Avoid asking the AI to refactor incomplete or work-in-progress (WIP) code. Let the initial development settle before requesting structural changes.
6 Summary
In this article, I have shared my journey of building a web agent through vibe coding. The architecture, system prompt, and the workflow of the web agent are explained in detail.
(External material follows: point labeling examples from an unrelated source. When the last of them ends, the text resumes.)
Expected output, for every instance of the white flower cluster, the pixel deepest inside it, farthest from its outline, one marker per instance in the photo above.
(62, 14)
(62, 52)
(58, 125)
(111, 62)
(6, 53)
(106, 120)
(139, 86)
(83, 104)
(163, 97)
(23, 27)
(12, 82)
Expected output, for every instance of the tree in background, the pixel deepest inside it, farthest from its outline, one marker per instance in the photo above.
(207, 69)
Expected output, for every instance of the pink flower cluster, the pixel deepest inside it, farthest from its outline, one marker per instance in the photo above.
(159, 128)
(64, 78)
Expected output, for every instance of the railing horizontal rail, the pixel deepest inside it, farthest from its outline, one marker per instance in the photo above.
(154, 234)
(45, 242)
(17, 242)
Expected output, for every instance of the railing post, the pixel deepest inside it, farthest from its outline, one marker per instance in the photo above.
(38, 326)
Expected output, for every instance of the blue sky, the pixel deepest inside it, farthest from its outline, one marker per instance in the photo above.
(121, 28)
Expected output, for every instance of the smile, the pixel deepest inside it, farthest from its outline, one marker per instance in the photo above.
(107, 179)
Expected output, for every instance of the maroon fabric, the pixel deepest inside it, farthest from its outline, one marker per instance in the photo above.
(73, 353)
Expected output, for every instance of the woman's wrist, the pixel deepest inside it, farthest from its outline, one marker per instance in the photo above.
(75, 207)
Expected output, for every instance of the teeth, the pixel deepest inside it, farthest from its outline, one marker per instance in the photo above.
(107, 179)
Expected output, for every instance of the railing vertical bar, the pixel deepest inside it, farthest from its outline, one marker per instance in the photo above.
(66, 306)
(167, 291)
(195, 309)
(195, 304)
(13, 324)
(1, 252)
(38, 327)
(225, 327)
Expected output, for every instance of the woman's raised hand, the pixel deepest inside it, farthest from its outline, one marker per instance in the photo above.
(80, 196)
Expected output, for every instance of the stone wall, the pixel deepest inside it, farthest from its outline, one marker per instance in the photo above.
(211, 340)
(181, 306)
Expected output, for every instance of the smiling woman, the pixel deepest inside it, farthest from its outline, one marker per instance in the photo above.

Speaking of the solution AI built, the biggest challenge I can identify is how to accurately locate the interactive elements that the web agent can perform actions on. Analyzing the screenshot of the page makes it much easier indeed but it is also the most expensive part of the solution, especially the page isn't fully visible on current screen, the web agent needs to scroll down many times to capture the whole page, which will increase the cost significantly and bring extra complexity of understanding the whole page context.
Besides, the task orchestration is totally based on the prompts, the AI responses can vary a lot depending on different models with the same prompt, this instability makes it hard to debug and maintain. Even it doesn't work when I'm writing this article with "claude-3-5-sonnet-20241022"
, which I had tested before and it worked well.
Therefore, I would only recommend this solution as a study purpose or a prototype, not for production use unless the token cost is not a concern and the model can consistently and back-compatibly handle the prompts.